南風

近頃、夜になると湿気が高まる。
空気が肌にヒタっとまとわりつき、そのねっとりした加減とともに眠気もやってくる。
朝、太陽が登れば、それはさらっとした空気に変わる。

ちょうど今の時期、南風が吹き湿気を運んでくるようだ。
これをプスピローマヌパイカジ(星昼間の南風)と呼ぶそう。

太陽が空の頂点に来る昼間のように、星にも一番輝ける昼間がある。
この昼間に吹く南風が、星昼間の南風。

星が上がれば風が吹き、私は眠りにつく。
湿気のようにトロンとして、南風と同化する。

ふたつの心

心にはふたつある。

ひとつは身体を制御し物質的に支配する心。
もうひとつは身体的作用から知覚を移り変えていく心。

近頃はなるべく後者の心を許し、
ただの岩にさえこの心を変えてくれよと願っている。

削る

毎日引き算の練習で、いくらでも引いていけるような気になる。
いつしか自分の身さえも極限まで削れていき、ただ空になることを望む。

何か

何者でもない私達は、また何者でも亡くなっていく。

things

尊いものを生み出したいと思う。
尊い、は強制されず、自然に発生するものだ。

dance

何を象徴しているのかを常に考えること。

photography

人は悲しいくらいに簡単に忘れる。
だから写真にするのだろう。

killer whale

本気で数十年かけて体と精神を「シャチ」に変えようとしている人の話を聞いた。

そもそも何が人を人たらしめているのかという問題もあるのだが、これほどまでに「シャチになりたい」という、一見無謀としか思えないことを本気で実行している姿に心を動かされた。

何かに「なる」ことを強く欲する力の源は、自分自身の開放についての欲求でもあり、既成概念が盲目的に強いる抑圧から脱却することを意味する。

私は何になりたかったのだろうとぼーっと考えてみた。

あらゆる悩みに答えを出せるようになりたい。
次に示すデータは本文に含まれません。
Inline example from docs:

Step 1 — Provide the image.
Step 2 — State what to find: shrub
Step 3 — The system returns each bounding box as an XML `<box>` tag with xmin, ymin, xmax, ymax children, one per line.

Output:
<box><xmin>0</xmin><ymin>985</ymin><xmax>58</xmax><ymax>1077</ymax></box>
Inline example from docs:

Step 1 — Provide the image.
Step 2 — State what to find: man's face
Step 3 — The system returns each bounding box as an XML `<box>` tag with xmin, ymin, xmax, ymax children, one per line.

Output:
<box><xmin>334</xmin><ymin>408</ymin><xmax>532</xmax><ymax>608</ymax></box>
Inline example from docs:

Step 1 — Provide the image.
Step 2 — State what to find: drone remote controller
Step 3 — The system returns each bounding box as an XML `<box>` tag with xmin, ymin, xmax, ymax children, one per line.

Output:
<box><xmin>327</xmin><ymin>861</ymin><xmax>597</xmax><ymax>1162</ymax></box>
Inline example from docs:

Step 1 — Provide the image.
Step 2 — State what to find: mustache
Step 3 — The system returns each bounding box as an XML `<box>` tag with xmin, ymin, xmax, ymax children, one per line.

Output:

生きていることの意味や価値について一通りの答えを出したい。すべてのことについて知識を得た後に見える景色を見てみたい。

これまで禅問答のように繰り返してきた受け答えさえも、人間的な前例のある形を踏襲したに過ぎない。

一方これまで「シャチ」になった人はいない。シャチになることは前人未到の挑戦でもある。例え思うようなシャチになれなくても、シャチになれると信じて最大限なろうとすること。

こういう思いをどこかにしまい込んでなかっただろうかと自問自答する。

私の中の「私」は、私以外の誰にも見いだせないのだと気づく。